Já não me recordo do pretexto que usou ‘para prestar serviço’, durante curto espaço de tempo na Companhia de Massangulo e ignoro o motivo que lhe permitiu o internamento no hospital, logo transferido de Vila Cabral para Nampula e, três meses depois, para Lourenço Marques. Chegaram-me ecos da vida agitada, do envolvimento com a mulher de um major, de outras aventuras, de peripécias dignas do ilusionista, de alguma que lhe antecipou a alta médica e o regresso.

O Moura voltava ao Catur quando desapareceu nas águas do Zambeze. Deixou viúva a jovem que ficou na aldeia com uma filha sua. Era o único casado. Não tinha mais de 23 anos e já tinha mais vidas vividas do que muitos durante uma vida longa.

Assisti à morte do Melo Dias, ao seu último suspiro da vida que deixou sob o rodado da Berliet, ao estertor nos meus braços, depois de ter antecipado a saída da messe para a escolta que o aguardava, mas vi-lhe o corpo rasgado pelo peso da camionete, ali dentro do quartel, o rosto afogueado, a vida apagada na incúria de quem exigiu ir sentado no para-lamas, e adivinhei-lhe os órgãos esmagados quando vi um testículo projetado, preso ao corpo pelo cordão espermático. Foi duro, mas vi o corpo sem vida.

Do Moura nunca digeri a morte ou fiz o luto. Imaginei durante anos a aflição da asfixia, o corpo frágil a lutar para se manter à tona, o macabro truque de esconder a jangada, a luta contra a água e crocodilos, a respiração suspensa, a agonia, a morte sem corpo que a certificasse. Ficou apenas nome numa folha de passageiros, uma guia de marcha que levou, memórias dissolvidas na água.
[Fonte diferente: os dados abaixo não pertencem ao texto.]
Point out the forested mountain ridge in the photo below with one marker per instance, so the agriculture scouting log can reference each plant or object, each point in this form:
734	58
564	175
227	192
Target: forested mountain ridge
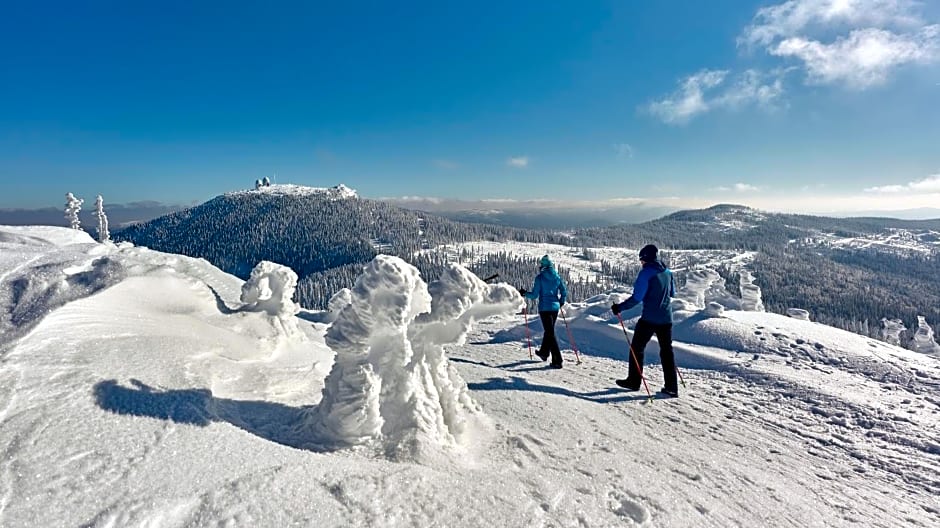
324	235
849	273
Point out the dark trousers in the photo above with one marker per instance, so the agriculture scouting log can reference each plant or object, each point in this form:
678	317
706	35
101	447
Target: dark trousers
549	343
641	336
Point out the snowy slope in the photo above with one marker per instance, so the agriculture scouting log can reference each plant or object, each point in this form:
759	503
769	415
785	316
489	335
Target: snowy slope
137	388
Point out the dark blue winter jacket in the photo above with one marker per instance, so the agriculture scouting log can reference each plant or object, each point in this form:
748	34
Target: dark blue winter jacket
654	287
549	289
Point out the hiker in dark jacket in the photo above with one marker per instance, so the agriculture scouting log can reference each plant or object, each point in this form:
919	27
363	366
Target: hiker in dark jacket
654	287
550	290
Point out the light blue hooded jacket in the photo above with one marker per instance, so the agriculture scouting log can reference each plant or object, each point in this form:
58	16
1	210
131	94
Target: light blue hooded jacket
548	288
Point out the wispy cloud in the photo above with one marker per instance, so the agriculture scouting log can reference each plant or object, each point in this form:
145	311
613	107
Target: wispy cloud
864	58
706	90
856	44
623	150
796	17
928	185
520	162
865	40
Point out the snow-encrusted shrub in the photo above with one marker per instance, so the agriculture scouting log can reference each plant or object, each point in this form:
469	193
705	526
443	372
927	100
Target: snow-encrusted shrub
103	234
391	383
338	301
270	288
798	313
891	330
72	206
714	309
924	338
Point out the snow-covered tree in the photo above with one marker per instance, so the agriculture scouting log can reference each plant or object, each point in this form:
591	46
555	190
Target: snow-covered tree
72	206
103	234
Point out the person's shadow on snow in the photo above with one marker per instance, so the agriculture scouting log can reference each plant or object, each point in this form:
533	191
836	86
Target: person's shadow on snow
612	395
272	421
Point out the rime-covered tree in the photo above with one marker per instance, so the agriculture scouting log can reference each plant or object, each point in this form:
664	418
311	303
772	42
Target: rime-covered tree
72	206
103	234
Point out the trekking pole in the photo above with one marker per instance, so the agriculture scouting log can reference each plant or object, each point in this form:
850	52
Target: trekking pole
639	368
525	312
574	345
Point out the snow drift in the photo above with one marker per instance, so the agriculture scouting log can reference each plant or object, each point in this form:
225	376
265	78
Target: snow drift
391	383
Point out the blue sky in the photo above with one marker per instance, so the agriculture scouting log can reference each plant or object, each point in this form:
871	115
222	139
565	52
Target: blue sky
798	105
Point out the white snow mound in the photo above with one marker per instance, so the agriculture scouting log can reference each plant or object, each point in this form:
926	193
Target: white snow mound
391	384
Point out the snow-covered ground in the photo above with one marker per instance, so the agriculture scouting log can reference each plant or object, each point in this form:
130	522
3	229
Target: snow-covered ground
139	388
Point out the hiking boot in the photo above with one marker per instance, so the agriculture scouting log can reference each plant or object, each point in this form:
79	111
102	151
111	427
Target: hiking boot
627	385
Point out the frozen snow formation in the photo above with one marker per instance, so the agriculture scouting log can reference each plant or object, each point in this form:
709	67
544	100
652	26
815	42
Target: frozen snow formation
714	309
924	338
798	313
391	385
337	302
751	298
891	330
270	288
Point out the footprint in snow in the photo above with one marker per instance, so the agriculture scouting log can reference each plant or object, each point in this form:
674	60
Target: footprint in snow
623	505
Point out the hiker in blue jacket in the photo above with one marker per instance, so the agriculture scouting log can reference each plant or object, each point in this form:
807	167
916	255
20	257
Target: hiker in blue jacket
550	290
654	287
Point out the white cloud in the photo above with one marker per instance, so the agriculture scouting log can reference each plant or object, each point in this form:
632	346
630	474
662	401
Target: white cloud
854	43
797	17
445	164
928	185
864	58
624	150
689	100
519	162
703	91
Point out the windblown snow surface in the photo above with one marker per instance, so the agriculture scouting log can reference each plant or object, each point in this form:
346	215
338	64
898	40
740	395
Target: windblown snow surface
140	388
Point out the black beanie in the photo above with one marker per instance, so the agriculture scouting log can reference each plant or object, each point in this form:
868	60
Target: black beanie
648	253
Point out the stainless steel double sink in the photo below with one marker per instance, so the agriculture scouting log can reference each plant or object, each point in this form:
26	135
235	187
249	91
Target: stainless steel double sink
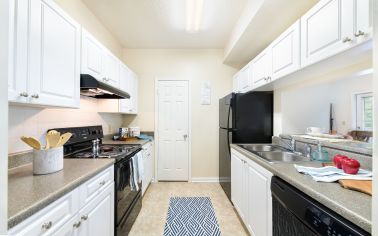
273	153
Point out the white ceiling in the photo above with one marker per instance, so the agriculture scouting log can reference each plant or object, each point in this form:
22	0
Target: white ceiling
161	23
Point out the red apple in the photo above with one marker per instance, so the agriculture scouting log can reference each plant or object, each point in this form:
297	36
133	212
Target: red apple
350	166
337	160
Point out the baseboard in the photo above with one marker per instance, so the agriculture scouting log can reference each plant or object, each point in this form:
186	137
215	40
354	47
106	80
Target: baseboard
205	180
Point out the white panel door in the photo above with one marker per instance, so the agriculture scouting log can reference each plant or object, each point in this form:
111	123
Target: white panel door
55	53
262	68
326	30
17	84
173	130
286	52
111	69
91	56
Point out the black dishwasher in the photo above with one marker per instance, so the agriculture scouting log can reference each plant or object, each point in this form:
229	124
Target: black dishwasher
296	214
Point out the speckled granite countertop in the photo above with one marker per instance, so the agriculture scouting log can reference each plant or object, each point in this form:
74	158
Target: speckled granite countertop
351	146
28	193
110	141
352	205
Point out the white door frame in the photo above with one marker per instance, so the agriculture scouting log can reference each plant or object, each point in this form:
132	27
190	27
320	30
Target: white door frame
156	134
6	27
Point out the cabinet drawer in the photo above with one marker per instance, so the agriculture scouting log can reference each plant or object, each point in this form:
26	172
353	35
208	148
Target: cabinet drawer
51	218
92	187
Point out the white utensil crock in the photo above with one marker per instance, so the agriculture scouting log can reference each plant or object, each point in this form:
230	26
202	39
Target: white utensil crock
47	161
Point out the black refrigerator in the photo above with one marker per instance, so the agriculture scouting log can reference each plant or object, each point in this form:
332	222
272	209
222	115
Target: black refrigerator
243	118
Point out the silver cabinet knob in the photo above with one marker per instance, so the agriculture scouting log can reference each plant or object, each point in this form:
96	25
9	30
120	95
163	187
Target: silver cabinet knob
347	39
359	33
47	225
24	94
77	224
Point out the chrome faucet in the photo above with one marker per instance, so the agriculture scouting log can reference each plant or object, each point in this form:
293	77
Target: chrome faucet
292	146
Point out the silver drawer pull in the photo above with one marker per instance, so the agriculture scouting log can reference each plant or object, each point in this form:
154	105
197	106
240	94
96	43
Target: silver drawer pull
347	39
359	33
47	225
77	224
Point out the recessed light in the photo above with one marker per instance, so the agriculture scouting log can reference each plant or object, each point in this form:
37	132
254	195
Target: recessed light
194	11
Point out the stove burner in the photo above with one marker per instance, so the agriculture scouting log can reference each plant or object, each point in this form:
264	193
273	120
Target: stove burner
107	148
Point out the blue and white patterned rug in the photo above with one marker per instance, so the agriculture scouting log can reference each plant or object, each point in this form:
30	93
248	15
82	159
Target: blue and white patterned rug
192	216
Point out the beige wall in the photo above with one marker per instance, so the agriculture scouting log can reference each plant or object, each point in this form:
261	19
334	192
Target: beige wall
197	66
79	11
307	104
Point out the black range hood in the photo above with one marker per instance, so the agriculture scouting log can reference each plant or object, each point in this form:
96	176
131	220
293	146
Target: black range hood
91	87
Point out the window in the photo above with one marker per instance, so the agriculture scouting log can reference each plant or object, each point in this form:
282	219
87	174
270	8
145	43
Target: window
364	111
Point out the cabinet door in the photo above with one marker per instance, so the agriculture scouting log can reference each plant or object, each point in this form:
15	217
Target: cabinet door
363	19
324	29
286	52
69	228
134	93
54	55
262	68
259	202
97	217
91	56
17	84
237	183
235	83
244	80
124	74
111	69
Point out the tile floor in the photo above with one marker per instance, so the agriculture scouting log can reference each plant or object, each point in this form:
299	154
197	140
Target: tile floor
151	219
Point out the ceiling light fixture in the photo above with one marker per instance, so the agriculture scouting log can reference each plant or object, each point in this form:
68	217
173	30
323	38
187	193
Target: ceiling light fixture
194	11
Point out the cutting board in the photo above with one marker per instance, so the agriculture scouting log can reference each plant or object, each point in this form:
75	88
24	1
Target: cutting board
364	186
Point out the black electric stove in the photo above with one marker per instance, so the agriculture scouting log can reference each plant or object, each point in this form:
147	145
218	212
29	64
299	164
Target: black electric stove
85	143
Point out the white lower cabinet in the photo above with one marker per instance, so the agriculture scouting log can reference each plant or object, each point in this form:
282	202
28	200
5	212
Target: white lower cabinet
148	165
70	215
251	195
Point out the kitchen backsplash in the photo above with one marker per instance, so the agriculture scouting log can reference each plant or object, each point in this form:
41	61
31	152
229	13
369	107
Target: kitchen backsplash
31	121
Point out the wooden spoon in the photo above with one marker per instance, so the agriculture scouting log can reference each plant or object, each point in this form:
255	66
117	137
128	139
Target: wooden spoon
32	142
63	139
52	139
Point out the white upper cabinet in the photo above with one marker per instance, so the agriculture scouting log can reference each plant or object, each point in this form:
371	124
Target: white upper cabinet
245	81
326	30
235	83
46	55
98	61
262	68
363	19
286	52
111	69
91	55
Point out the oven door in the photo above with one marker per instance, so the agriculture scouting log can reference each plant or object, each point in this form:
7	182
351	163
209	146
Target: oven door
126	191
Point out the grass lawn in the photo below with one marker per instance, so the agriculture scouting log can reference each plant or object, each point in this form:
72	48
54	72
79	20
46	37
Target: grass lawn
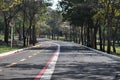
7	49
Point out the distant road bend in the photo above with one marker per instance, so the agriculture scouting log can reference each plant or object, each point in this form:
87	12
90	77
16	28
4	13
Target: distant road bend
58	60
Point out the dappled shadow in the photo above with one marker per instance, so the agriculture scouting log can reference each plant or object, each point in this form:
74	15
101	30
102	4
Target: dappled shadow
87	71
20	79
21	71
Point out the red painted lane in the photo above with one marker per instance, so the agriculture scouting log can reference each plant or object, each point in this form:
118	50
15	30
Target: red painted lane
16	53
39	75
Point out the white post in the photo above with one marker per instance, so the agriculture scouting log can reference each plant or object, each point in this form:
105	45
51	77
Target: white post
11	36
12	24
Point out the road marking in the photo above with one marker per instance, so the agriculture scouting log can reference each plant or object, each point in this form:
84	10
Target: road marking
35	54
12	64
47	71
29	56
22	60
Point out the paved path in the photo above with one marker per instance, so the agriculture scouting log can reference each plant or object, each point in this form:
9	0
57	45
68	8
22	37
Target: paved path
74	62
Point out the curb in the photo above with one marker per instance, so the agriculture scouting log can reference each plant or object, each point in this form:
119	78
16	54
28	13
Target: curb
19	50
104	53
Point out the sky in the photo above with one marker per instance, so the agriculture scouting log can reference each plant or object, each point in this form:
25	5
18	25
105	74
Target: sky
54	4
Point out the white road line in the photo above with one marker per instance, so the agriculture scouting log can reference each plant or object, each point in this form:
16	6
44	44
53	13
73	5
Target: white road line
51	67
29	56
22	60
1	70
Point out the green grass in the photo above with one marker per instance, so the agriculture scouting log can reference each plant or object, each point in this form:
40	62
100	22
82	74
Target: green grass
7	49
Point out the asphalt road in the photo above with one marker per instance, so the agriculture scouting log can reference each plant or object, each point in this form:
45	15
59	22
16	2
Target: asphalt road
73	62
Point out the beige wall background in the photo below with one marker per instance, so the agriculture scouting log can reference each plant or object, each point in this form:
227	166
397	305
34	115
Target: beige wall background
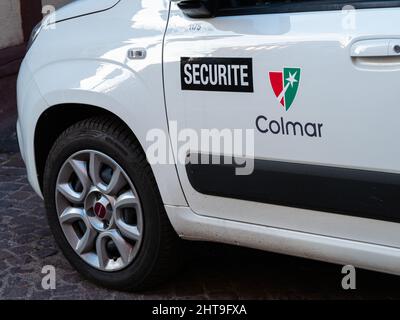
10	21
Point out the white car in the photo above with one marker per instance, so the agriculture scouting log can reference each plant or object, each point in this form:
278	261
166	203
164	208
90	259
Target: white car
310	87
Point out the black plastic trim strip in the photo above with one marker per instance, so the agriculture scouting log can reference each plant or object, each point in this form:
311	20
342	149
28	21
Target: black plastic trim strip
88	14
353	192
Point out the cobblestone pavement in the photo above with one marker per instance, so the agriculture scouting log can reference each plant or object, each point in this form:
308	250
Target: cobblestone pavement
213	271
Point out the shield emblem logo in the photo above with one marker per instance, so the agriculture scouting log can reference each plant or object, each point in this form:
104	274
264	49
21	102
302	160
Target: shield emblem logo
285	85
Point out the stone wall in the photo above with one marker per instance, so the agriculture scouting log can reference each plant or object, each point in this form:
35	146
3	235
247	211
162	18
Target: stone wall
11	31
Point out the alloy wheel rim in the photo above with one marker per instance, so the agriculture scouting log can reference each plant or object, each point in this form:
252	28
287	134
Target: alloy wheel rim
99	210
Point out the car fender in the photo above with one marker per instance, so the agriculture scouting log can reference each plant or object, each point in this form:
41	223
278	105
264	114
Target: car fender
119	90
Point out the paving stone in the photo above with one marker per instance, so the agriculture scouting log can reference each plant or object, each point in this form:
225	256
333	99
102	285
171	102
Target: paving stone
212	271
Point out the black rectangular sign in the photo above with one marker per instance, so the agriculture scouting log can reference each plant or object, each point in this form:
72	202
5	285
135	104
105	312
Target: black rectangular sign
217	74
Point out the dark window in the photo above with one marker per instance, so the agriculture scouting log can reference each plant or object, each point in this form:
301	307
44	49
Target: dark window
241	7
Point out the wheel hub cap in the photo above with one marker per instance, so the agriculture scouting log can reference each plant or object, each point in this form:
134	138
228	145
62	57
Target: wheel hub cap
102	220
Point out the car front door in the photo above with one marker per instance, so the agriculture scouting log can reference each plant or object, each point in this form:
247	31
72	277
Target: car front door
318	85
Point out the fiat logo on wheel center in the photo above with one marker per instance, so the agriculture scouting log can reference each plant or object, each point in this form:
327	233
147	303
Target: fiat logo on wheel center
100	210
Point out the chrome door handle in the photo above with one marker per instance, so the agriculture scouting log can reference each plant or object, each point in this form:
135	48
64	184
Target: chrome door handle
376	48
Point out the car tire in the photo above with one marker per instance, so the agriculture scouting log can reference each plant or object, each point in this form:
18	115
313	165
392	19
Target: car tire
159	253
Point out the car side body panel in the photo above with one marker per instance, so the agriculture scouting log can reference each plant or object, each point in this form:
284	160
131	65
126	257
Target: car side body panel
89	71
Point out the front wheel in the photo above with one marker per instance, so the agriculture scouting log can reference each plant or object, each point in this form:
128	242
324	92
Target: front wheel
104	208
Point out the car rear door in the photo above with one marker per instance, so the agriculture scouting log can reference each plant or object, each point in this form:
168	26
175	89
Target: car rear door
317	83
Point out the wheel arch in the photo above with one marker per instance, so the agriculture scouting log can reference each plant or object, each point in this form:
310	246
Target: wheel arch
55	120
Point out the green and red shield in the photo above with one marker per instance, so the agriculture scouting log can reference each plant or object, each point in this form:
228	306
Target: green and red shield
285	85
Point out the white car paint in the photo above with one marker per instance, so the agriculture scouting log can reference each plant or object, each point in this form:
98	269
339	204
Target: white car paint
84	61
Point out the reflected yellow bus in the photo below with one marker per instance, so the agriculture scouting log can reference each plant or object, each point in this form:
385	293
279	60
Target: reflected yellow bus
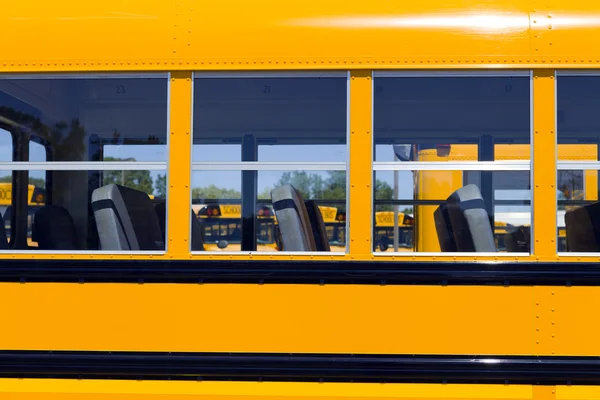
438	185
222	227
36	198
384	231
335	226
Pensei durante anos na mulher e na órfã que não conheci e ele nunca mais viu, no rio caudaloso e nos crocodilos que o habitavam, na falta do corpo e nos instantes breves do sofrimento. Acabaram-se os truques com cartas e sessões de hipnotismo para gáudio da malta, as perguntas sobre onde estaria o Moura e o Braga a dizer, já se desenfiou.

O Moura foi um dos 101 desaparecidos no naufrágio, mas era o amigo e camarada que devia regressar em dezembro com os que sobrámos dos que fomos em outubro de 1967, embarcados no cais de Alcântara e aí descarregados 26 meses depois.

Guardei para os pesadelos a memória dolorosa do camarada perdido, em silêncio como soe suceder para o que mais dói. Foram mais de quatro décadas a querer teimosamente esquecer até ao dia em que falei nele ao Pinto e me queixei da mágoa. Que raio de ideia!

O Daniel Pinto era um homem bom, sensível e discreto, uma espécie de telefonista do Batalhão. Era o alferes de Transmissões, o chefe dos alcoviteiros que sabiam primeiro as mortes e escondiam segredos das operações militares de que todos íamos sabendo.

Quando lhe referi a mágoa que persistia da memória que a ambos há de acompanhar, a idealização da viúva e da órfã que não conheceu o pai, ouvi este inesperado desabafo:

- Tu recordas o Moura, mas não imaginas que, no regresso, procurei a família, que era próxima da minha zona, para lhe dar os pêsames. Encontrei a sogra e a mulher dele com a filha ao colo.

Sei como o abalou a cena e não lhe fiz mais perguntas sobre o quadro cuja moldura nos fez regressar à savana do Niassa e rever a guerra que deixámos e não saiu de nós.

Coimbra, agosto de 2022  

Ponte Europa / Sorumbático

Comentários

Monteiro disse…
Era um regime fascista que assentava no silêncio dos acontecimentos para não perturbar a consciência do povo. Em Portugal havia muitos assinantes de publicações estrangeiras cuja distribuição normalmente era feita pela Livraria Bertrand. Certo dia o armazém foi invadido por uma brigada da Pide e foram a todas as publicações e cortaram com uma lamina as folhas que relatavam o massacre de Wiriamu em Moçambique e a distribuição seguiu normalmente, só que os assinantes telefonavam indignados a saber o que tinha acontecido aquelas páginas e os meus colegas rindo-se mostravam-se surpreendidos não fosse a Pide lixá-los. Que ridículos que eram.
O massacre está largamente difundido este episódio é que não deixa de ser original.